问题
I am implementing a plugin code for my CMS system. Something like a shortcode but will be applicable in many scenarios. I want a case where an admin writes his code like this:
Example 1:
{COMMAND_NAME}Strings of texts that conatains htmltags,symbols,just anything{/COMMAND_NAME}
Example 2
{COMMAND_NAME}
Example 3
{COMMAND_NAME{attriute1=value attribute2=value}}
Example 4
{COMMAND_NAME{attriute1=value attribute2=value}}Strings of anything including texts, htmltags and anything at all {/COMMAND_NAME}
Regex can match the the above string. Get the COMMAND_NAME
, get the text in between and get the closing {/COMMAND_NAME}
from a single regex pattern.
In the regex , I want to capture the COMMAND_NAME
, the attributes if provided, the text in between if the {COMMAND_NAME}
has a closing {/COMMAND_NAME}
and the closing {/COMMAND_NAME}
if provided.
See what I've done so far and go some incomplete result.

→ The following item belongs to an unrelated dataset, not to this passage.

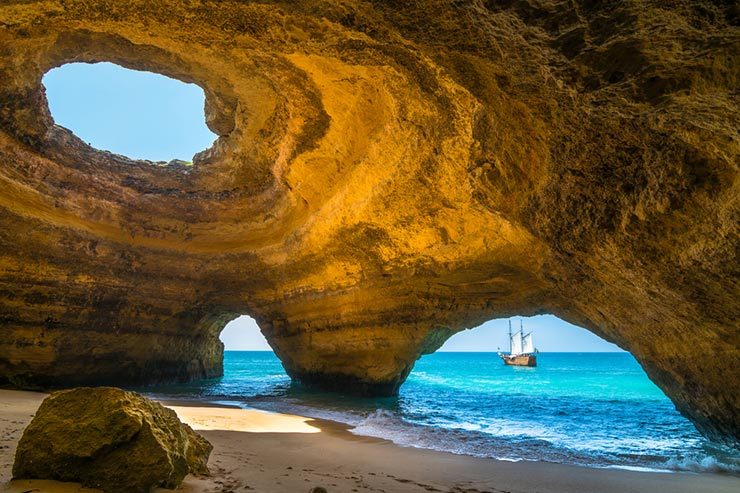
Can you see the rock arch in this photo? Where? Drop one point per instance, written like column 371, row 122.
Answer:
column 386, row 174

$regex = #\{(RAW|ACCESS|DWNLINK|MODL)[\{]{0,1}([\w\W\s]*?)\}{0}\}([\w\s]+)([\{/RAW|ACCESS|DWNLINK|MODL]*)\}#i
$strings = '<div class="blog-list-item blog"><header class="entry-title">
<h1>Welcome to our website</h1>
</header><article id="entry-72" class="entry post-72 page et-bg-layout-dark et-white-bg"><div class="jumbotron row">
<div class="col-md-8">
<ul>
<li>You have a pending job on your neck?…</li>
<li>Do your company need a website makeover ?…</li>
<li>Or a competitive web application ? ?…</li>
<li>Do you need a customized plugin, or a tweak ?…</li>
<li>Maybe you want a personal website ?…</li>
<li>Or a graphic for your new project ?…</li>
</ul>
<div class="bg-primary well">
<h4 class="text-center text-white shadow">Track your project as we work it to perfection...</h4>
</div>
</div>
<div class="pull-right col-md-4">
<h4 class="bg-primary text-white well">Other services we offer</h4>
{ACCESS{type=500}}
<ul>
<li>SEO work for an existing website or new</li>
<li>Bulk SMS</li>
<li>E-currency exchange</li>
<li>Facebook AD</li>
<li>Google AD</li>
</ul>
{/ACCESS}</div>
{RAW{say=email,access=500}} {RAW} <a class="btn button large tall green" href="client-area">Place new Job now as we deliver at the quickest <em>reasonable time</em></a>{/RAW}</div></article></div>';
And doing a php var_dump, gives the following result:
array(5) {
[0]=>
array(1) {
[0]=>
string(224) "{ACCESS{type=500}}
<ul>
<li>SEO work for an existing website or new</li>
<li>Bulk SMS</li>
<li>E-currency exchange</li>
<li>Facebook AD</li>
<li>Google AD</li>
</ul>
{/ACCESS}</div>
{RAW{say=email,access=500}} {RAW}"
}
[1]=>
array(1) {
[0]=>
string(6) "ACCESS"
}
[2]=>
array(1) {
[0]=>
string(209) "type=500}}
<ul>
<li>SEO work for an existing website or new</li>
<li>Bulk SMS</li>
<li>E-currency exchange</li>
<li>Facebook AD</li>
<li>Google AD</li>
</ul>
{/ACCESS}</div>
{RAW{say=email,access=500}"
}
[3]=>
array(1) {
[0]=>
string(1) " "
}
[4]=>
array(1) {
[0]=>
string(4) "{RAW"
}
}
Which is actually not what i needed to retrieve.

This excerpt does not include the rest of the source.